While the Di Marco study presents further compelling evidence for the benefit of interferon-based therapy in individuals with advanced disease who go on to achieve viral clearance, as discussed earlier, this benefit unfortunately extends to a proportionally small number of patients. It becomes important then to stratify, to the extent that one is able, the best candidates for therapy according to likelihood of sustained response. The authors identify three independent variables that may assist clinicians in this regard. Already discussed and most important of the three is genotype. Pretreatment viral load and the presence or absence of virus at 12 weeks were other variables further predictive of sustained viral clearance. In the case of the latter, virus persistence at 12 weeks portended a 0% sustained response rate. Conversely, 35% of patients with viral clearance at 12 weeks and completing 52 weeks of therapy attained a virologic cure.

In summary, Di Marco and co-workers’ comparison of peginterferon with or without ribavirin for chronic hepatitis C in advanced liver disease makes an important contribution to our understanding of the efficacy and impact of anti-viral therapy in this typically “difficult to treat” patient population.

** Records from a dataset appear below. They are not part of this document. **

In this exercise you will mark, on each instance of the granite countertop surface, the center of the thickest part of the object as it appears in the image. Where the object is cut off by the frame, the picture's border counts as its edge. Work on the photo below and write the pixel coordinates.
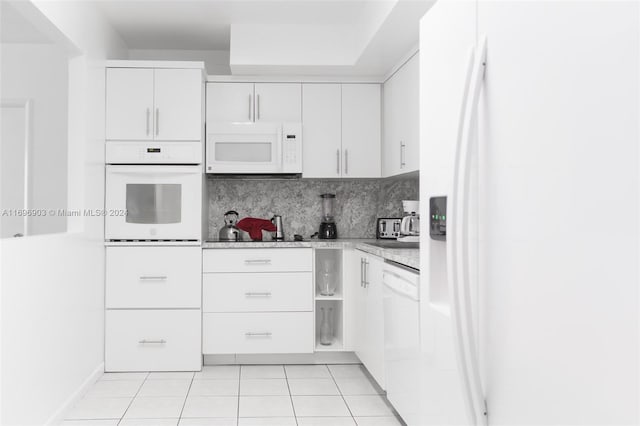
(408, 257)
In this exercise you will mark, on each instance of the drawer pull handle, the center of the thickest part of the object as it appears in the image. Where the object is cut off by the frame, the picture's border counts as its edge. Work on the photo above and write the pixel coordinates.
(252, 294)
(153, 278)
(258, 261)
(145, 341)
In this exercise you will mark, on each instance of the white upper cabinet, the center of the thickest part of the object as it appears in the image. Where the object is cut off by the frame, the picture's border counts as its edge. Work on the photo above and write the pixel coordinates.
(249, 102)
(361, 130)
(129, 103)
(341, 130)
(178, 104)
(154, 104)
(278, 102)
(229, 102)
(321, 130)
(401, 143)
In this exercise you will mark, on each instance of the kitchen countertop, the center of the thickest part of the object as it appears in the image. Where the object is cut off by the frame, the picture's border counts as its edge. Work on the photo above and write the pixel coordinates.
(408, 257)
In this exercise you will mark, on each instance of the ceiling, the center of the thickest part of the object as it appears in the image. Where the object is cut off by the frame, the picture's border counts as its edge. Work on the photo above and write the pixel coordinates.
(376, 33)
(15, 28)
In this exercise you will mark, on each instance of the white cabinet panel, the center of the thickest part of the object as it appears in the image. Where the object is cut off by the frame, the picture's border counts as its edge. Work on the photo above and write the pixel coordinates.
(178, 104)
(153, 340)
(129, 103)
(278, 102)
(257, 292)
(153, 277)
(401, 120)
(256, 333)
(321, 130)
(391, 146)
(229, 102)
(341, 130)
(361, 130)
(367, 313)
(257, 260)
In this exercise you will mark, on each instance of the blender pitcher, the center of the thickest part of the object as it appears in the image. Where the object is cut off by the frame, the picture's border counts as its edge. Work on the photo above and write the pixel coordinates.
(328, 229)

One of only a few studies to focus on patients with advanced fibrosis–cirrhosis, it is the only study to have examined prospectively the role of combination therapy in this population. Like the Heathcote study of peginterferon monotherapy, across the board rates of viral clearance were much lower than that seen in interferon trials involving patients with less advanced disease. Adverse events were common; and, when resulting in dose reductions, the effect on sustained virologic response was often calamitous. Future studies will hopefully clarify the role for growth factors in ameliorating the impact of cytopenias. Numerically superior though statistically equivalent to interferon monotherapy, combination therapy with ribavirin should be used whenever possible to maximize the chance of achieving a sustained virologic response and its benefits. Why the importance of sustained virologic response? Compellingly, the Di Marco group report a 32% absolute risk reduction in the incidence of liver-related complications, HCC and death in patients achieving viral clearance. This finding underscores the significance of sustained viral eradication as a clinically relevant endpoint for treatment; and furthermore, justifies an attempt at therapy despite often long odds of cure. In the end, however, the Di Marco experience reinforces the inherent limitations of currently available treatments for chronic hepatitis C and advanced liver disease. Newer, more effective agents are needed to meaningfully impact on this ever-expanding population of patients.